Since I needed to get to Orbit by nine, I got up at seven. This means that, on some level, I got up at four. There is a reason I occasionally demand love and caffeine from my editors. I am comfortable enough with Manhattan at this point that I was able to get myself to the office with a minimum of trouble (barring a brief "walking the wrong way up 6th Avenue" incident, and really, that could have happened to anyone), which is good, since I was carrying my laptop. Yes, the big orange one. Yes, the one that weighs as much as one of the cats. Why?
Because I was having dinner with The Agent and a few more of her clients that evening, which meant there was no way I was getting back to Jersey City. And if I was going to be at Orbit all day, I was damn well going to get some serious work done.
I beat DongWon to the office by almost twenty minutes, and was detained by security until he arrived. I am never letting him forget this. Never ever ever never. But!

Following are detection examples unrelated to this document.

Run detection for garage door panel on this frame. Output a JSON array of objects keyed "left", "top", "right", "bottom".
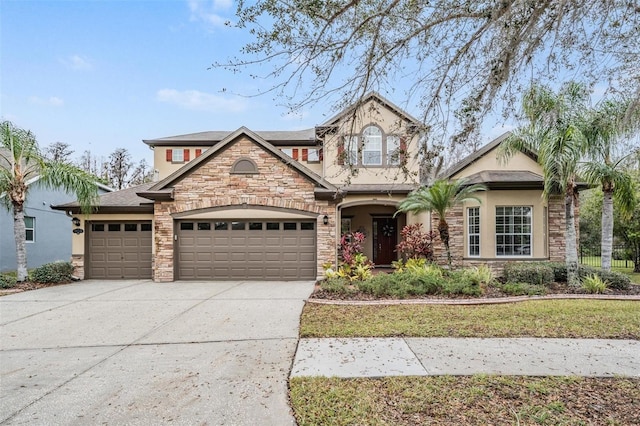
[
  {"left": 175, "top": 220, "right": 316, "bottom": 280},
  {"left": 247, "top": 253, "right": 264, "bottom": 262},
  {"left": 213, "top": 251, "right": 229, "bottom": 262},
  {"left": 264, "top": 251, "right": 282, "bottom": 262},
  {"left": 196, "top": 251, "right": 211, "bottom": 262},
  {"left": 85, "top": 221, "right": 152, "bottom": 279},
  {"left": 107, "top": 237, "right": 122, "bottom": 247}
]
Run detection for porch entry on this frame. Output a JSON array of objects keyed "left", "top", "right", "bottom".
[{"left": 372, "top": 217, "right": 398, "bottom": 265}]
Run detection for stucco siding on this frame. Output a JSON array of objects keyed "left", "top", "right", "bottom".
[{"left": 0, "top": 186, "right": 81, "bottom": 271}]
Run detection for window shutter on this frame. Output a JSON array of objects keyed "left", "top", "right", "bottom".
[{"left": 338, "top": 142, "right": 344, "bottom": 165}]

He did eventually show up, and we were able to get into the office, finally, where there were greetings and huggings, and presentations of really fancy chocolate (from me to the office, not from the office to me). I had time to inhale one doughnut and drink a bottle of Diet Dr Pepper, and then it was off to the recording studio, where a very nice engineer explained how a recording booth worked. Thanks, nice engineer! Nobody had bothered to tell him that I have three studio albums out. Sorry, nice engineer.
My first task: recording the audio book edition of "Apocalypse Scenario." Super-fun! I managed not to get too into it, but wow was I glad to have done voice work before. It was nice and smooth and lovely. I followed it with two different podcast recordings, all done in the same wee room. Everything was professional and well-orchestrated, and before I knew it, it was all over, and I was being settled at the only open desk in the office.
Cue working. Type type type. Type type type. I was supposed to have lunch with some friends who were also in New York for BEA; when they didn't answer their phones, I had lunch with DongWon and Devi (another Orbit editor) instead. We went to a seafood restaurant, where I ate mussels and potatoes and hot fudge sundae, om nom. DongWon had to run before we finished eating, leaving Davi and I to talk about him behind his back. Ha ha, DongWon. Ha, ha.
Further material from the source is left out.